For the present, Karius self-hosts LakeFS and, to ease management, intends to move to the cloud offering in the future.

“As a rapidly growing company, we want to make sure someone who is deeply versed in the specific technology has you covered for uptime and develops efforts while we focus on building our differentiated value,” Bercovici said.

How does LakeFS work to version cloud data lakes?

Co-founder and CEO of Treeverse, Einat Orr, stated that LakeFS aims to enable enterprises to employ engineering best practices used in code development for data lakes.

Some of the best practices of LakeFS include having several versions or branches for data that permit users to interact with any branch. The system also supports reversion, allowing users to return to an earlier version if there’s an update. Another fundamental function that LakeFS offers is the capacity to merge various branches.

The open-source LakeFS technology necessitates just a server, a database, and access to storage. Although users can and have set it up independently using a self-hosted approach, maintaining LakeFS in an ideal deployment can be difficult and time-consuming.

Here, the new LakeFS cloud service steps in as a managed service that takes care of users’ LakeFS deployment and operation needs.

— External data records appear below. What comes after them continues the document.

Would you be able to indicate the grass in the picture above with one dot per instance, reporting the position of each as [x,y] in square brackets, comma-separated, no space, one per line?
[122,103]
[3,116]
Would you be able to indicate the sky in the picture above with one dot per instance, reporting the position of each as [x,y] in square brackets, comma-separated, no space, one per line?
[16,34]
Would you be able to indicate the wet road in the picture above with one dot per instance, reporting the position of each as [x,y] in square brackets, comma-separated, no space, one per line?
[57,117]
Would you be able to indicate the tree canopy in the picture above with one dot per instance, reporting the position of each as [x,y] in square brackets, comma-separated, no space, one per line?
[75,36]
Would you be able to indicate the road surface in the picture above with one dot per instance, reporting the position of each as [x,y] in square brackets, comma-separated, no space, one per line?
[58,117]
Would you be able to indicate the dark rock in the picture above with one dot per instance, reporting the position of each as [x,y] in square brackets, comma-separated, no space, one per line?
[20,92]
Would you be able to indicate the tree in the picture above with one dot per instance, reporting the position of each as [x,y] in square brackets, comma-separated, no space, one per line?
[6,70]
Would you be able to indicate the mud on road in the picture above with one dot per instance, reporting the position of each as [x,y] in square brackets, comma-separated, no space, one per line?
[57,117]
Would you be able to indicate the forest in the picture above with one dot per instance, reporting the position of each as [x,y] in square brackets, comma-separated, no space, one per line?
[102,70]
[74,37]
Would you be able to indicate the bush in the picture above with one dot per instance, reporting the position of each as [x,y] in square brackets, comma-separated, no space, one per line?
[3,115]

As part of the AWS deployment, the gateway component of the LakeFS cloud enables organizations to securely connect to and access a company’s data lake using AWS PrivateLink.

According to Orr, the ability to version data in a data lake can help development efforts and data quality, which can be challenging to troubleshoot.

“The moment you have the quality of your data questioned, the process is manual, difficult, and hard to manage, and this is where the value of LakeFS shines,” Orr said. “LakeFS allows reproducibility and reversion capabilities, and it can support working in isolation for development and debugging.”